"The good if brief, twice as good", goes the saying. And that also seems to be true for Jesse Armstrong, the British screenwriter who has created one of the best series in the history of television, Succession, whose fourth season arrives tomorrow on HBO in the United States and on Monday in Spain to fill the void left by The last of us as the television appointment that one cannot miss every week.
After winning three Golden Globes last year (drama series, drama series actor for Jeremy Strong and supporting television actress for Sarah Snook), four Emmys (drama series, supporting actor for Matthew McFayden, drama script for Armstrong and cast of drama series), a Bafta for supporting actor for Macfayden and the Actors Guild Award for Best Cast, all seemed to indicate that the global applause guaranteed many more seasons from the Roy family.
However, Armstrong announced a few weeks before the premiere that the story ends with the fourth. In an interview with The New Yorker, who has also received an Oscar nomination for the screenplay for In the Loop, he said: "I didn't want the audience to get fed up with us, or think we were going to do a dumb season, or stretch the history more than necessary. I didn't want them to come to the question, as has happened to me watching other people's series, even some that I admire and love."
And judging by the criticisms in the mainstream US media, that will not happen. Even Daniel Fienberg of The Hollywood Reporter has indicated that the last of these ten episodes will air on May 28, when the deadline for applying for the new edition of the Emmys ends, a detail that reveals the confidence he has in the HBO series. .
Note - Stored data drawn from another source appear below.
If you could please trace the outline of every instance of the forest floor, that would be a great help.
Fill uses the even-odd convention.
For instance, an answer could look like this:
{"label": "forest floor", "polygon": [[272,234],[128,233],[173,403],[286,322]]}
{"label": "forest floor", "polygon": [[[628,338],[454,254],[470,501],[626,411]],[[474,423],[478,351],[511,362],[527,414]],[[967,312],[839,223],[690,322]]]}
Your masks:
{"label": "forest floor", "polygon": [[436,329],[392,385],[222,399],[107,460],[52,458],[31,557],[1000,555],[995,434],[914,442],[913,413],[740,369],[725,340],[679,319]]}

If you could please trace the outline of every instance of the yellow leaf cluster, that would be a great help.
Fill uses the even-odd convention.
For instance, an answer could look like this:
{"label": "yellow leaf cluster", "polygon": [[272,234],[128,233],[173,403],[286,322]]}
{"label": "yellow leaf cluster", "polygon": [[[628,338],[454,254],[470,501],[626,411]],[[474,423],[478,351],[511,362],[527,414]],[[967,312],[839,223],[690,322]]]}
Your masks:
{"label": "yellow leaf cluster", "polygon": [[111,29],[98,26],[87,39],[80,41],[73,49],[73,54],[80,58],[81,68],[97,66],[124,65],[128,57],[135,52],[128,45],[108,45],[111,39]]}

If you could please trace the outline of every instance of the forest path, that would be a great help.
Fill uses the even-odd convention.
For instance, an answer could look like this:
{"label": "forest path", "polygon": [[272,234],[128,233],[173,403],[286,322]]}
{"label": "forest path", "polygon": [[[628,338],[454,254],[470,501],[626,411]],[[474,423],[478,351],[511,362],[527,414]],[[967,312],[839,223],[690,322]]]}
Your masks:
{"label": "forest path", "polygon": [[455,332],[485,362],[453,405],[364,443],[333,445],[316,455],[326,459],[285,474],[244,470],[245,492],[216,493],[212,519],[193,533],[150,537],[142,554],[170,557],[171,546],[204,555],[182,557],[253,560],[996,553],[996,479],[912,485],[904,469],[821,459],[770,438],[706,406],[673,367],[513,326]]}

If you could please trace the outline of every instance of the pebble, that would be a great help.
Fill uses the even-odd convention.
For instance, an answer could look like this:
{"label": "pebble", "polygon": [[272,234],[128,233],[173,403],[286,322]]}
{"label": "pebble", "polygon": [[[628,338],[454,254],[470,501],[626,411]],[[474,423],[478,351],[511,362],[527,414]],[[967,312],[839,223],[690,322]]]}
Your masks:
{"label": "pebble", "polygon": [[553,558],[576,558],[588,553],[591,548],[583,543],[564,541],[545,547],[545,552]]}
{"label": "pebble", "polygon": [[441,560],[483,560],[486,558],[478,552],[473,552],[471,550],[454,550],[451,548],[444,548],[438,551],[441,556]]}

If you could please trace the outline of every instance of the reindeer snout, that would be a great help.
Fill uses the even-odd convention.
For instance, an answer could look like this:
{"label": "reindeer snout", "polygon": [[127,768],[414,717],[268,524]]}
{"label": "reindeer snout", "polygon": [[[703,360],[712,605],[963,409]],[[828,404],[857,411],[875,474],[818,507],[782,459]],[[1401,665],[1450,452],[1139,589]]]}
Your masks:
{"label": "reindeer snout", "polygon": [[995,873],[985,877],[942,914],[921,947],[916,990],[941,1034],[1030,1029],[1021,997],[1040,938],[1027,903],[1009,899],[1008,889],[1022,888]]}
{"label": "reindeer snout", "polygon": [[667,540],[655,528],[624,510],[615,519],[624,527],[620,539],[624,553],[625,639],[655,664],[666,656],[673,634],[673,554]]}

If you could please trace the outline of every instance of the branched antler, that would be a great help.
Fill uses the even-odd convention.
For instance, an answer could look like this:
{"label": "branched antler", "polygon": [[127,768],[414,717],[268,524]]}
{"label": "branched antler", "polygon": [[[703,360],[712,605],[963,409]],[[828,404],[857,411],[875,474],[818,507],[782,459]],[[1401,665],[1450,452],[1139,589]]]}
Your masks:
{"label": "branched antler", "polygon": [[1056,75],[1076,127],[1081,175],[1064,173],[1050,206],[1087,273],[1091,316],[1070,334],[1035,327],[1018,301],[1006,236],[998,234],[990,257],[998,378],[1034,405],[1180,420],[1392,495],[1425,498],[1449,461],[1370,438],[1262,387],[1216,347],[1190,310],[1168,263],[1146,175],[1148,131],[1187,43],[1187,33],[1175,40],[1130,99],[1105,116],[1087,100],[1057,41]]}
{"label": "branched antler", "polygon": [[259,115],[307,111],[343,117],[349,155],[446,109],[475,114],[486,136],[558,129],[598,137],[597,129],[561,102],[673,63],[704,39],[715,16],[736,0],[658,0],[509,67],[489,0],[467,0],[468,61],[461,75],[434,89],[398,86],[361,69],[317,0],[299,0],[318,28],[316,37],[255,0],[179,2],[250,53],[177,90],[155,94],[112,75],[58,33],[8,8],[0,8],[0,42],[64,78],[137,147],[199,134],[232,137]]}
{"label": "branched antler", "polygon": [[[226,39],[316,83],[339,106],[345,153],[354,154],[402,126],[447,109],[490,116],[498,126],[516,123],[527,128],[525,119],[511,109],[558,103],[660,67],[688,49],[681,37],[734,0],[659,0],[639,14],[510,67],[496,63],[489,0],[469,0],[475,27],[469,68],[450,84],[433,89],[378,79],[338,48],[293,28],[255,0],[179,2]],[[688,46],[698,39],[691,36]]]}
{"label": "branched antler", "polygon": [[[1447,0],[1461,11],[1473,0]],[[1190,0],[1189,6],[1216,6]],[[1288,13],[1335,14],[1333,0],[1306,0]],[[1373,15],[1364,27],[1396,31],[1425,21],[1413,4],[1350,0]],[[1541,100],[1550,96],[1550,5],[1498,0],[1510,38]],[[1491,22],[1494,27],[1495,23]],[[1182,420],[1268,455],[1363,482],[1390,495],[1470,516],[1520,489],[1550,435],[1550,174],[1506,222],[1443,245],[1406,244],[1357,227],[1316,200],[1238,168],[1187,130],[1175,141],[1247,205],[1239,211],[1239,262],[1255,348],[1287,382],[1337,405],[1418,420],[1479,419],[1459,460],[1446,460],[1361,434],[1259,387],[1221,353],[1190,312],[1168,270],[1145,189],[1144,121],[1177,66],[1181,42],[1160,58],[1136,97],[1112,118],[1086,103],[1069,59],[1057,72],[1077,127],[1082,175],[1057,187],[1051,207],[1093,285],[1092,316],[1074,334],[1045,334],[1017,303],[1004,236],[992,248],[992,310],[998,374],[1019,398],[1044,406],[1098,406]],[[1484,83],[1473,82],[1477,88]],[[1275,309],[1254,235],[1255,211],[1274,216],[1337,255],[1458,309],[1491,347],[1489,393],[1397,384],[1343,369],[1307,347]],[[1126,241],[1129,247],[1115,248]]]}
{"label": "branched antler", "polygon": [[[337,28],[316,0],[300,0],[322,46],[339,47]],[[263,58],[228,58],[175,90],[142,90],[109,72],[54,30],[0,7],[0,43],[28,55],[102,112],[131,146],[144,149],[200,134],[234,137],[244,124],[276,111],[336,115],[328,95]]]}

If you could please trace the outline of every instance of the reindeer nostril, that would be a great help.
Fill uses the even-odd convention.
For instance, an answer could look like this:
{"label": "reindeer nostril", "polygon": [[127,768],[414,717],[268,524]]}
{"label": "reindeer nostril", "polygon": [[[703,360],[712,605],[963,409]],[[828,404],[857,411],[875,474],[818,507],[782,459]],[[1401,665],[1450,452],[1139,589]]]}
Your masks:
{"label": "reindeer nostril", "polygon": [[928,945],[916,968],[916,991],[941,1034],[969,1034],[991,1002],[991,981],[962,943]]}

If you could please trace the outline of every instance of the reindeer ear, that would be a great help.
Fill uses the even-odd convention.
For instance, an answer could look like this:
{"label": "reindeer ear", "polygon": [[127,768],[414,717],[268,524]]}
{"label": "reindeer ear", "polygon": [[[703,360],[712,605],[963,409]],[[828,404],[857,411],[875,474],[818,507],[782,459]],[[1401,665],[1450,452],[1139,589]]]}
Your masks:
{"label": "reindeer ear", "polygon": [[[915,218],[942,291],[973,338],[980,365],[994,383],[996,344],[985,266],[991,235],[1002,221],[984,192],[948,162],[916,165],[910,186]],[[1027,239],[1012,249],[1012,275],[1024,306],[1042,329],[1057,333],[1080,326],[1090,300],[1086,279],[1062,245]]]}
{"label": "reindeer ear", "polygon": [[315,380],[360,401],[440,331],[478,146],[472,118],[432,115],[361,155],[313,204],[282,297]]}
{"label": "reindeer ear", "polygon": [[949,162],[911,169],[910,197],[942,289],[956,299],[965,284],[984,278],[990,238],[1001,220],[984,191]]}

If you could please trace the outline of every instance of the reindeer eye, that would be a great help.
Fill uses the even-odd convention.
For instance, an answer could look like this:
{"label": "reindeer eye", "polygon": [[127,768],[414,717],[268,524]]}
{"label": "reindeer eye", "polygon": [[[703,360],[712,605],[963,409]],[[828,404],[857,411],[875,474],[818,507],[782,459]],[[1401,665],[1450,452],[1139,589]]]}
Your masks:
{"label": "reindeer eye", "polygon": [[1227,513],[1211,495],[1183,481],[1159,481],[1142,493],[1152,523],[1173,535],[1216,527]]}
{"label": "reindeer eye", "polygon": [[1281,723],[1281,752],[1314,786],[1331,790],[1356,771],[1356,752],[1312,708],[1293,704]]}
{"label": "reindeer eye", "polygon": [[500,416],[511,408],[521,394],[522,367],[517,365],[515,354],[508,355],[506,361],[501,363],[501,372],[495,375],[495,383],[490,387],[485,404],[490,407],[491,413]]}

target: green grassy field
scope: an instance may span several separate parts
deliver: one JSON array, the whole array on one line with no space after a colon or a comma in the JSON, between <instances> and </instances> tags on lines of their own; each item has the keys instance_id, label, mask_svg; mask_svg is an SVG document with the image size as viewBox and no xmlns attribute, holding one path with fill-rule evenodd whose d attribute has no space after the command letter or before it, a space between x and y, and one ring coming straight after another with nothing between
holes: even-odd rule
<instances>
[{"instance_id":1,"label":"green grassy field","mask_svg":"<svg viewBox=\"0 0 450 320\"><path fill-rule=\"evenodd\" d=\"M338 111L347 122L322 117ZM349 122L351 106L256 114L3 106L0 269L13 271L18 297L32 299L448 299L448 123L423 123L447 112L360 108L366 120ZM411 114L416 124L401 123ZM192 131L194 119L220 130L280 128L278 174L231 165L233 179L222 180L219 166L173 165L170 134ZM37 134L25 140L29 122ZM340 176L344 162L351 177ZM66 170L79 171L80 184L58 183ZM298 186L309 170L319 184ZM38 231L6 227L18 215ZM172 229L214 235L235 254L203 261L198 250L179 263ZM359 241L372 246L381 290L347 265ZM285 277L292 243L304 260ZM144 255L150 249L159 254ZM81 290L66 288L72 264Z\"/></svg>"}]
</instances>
The new season finds the Roys fiercely divided. On one side is veteran tycoon Logan (Brian Cox), who is going ahead with his plans to sell Waystar Roy Co. and on the other three of his sons, Kendall (Strong), Shiv (Snook) and Roman (Kieran Culkin), the who have formed their own company and have plans to revolutionize the world of media with a new news conglomerate.
But as often happens in this story that not only entertains but informs about the lives of the ultra-rich and how the circles of power work in real life, nothing is ever very simple. Shiv is on the verge of divorcing Tom Wambsgans (Macfayden), who has finally broken into Roy's inner circle, something his nephew Greg Hirsch (Nicholas Braun) also believes has achieved, although everyone knows that for Logan, opportunities to do a good business are always more important than family ties or personal loyalties.
Oblivious to the confrontations, the eldest son of the tycoon, Connor, continues with his campaign to aspire to the presidency of the United States, something for which he is willing to spend many of his millions or make a circus of his impending wedding with Willa ( Justin Lupe).
And there is no shortage of Logan's acolytes in these new episodes who will follow him at any cost, Gerri (J. Smith-Cameron), Frank (Peter Friedman) and Karl (David Rasche). The one who has achieved a promotion is Zoë Winters, perfectly embodying Kerry, the boss's assistant that she has become her adviser thanks to a close personal relationship that she tries to keep secret, even if it is an open secret for her. others.